The suburb of Petone in Wellington's Hutt Valley could be in for a name change to Pito-one.

The Hutt City Council has voted in support of a proposal to return the area to its original name - and it's gone down well with locals.

It was brought to the council by a number of iwi groups, who want to restore the original name of the area. 

"I declare the motion carried," the council chair said, during the vote.

The council is supporting a proposal to rename the suburb of Petone to Pito-one, which was the original name of the area until settlers changed it.

The council wants to correct historic injustices.

"We are in a privileged position as elected mayors to make decisions that will impact future generations," said Hutt City Council Mayor Campbell Barry.

The name Pito-one comes from the local beach, and is a culturally significant site for the local iwi, Te Āti Awa.

Pito-one beach is important to local iwi.
Pito-one beach is important to local iwi. Photo credit: Newshub.
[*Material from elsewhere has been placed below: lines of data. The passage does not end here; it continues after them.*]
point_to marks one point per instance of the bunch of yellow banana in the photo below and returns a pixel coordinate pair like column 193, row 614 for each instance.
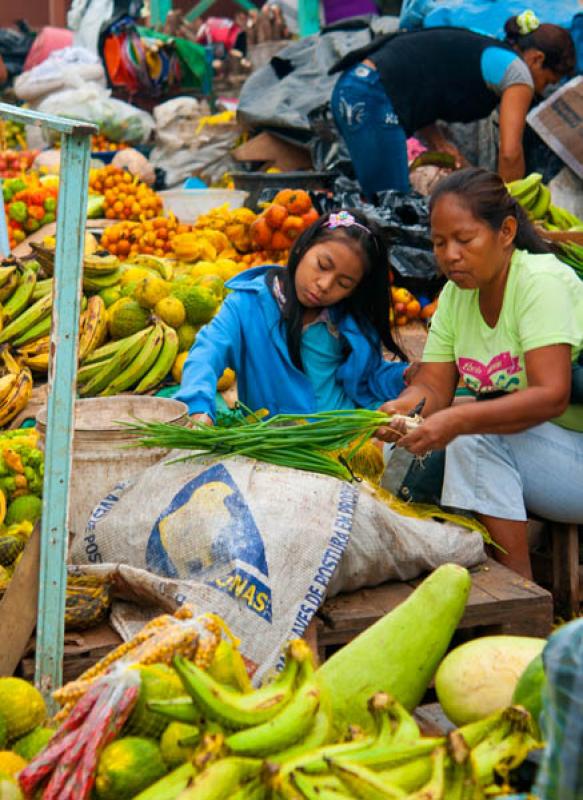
column 535, row 198
column 274, row 743
column 100, row 271
column 92, row 327
column 15, row 387
column 138, row 363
The current Petone is a misspelling and mispronunciation of the original Māori name.

"The name talks about us as Te Āti Awa when we moved to live around the harbour, and establishing our sense of place," said Liz Mellish, chair of the Palmerston North Māori Reserve Trust.

Mellish is from Te Āti Awa and she's been advocating for the name change for years.

She helped put forward the proposal to the council.

"It's a small step but it enables us to educate our own people who live in the Hutt Valley," she told Newshub.

Liz Mellish (Te Āti Awa) helped take the proposal to restore the name of Pito-one to Council.
Liz Mellish (Te Āti Awa) helped take the proposal to restore the name of Pito-one to Council. Photo credit: Newshub.

And people Newshub spoke to around town supported the change.

"Most towns and cities they're changing to Māori names, so I'm happy with that," said one local woman.

"I think it's always been important to acknowledge Te Ao Māori, especially when it comes to spelling," another told Newshub.

"I think it's pretty cool to be touching back on the Māori culture and the roots," one man said.

Culture and roots that were finally recognised by the council today.

The next step is getting the Geographic Board to do the same.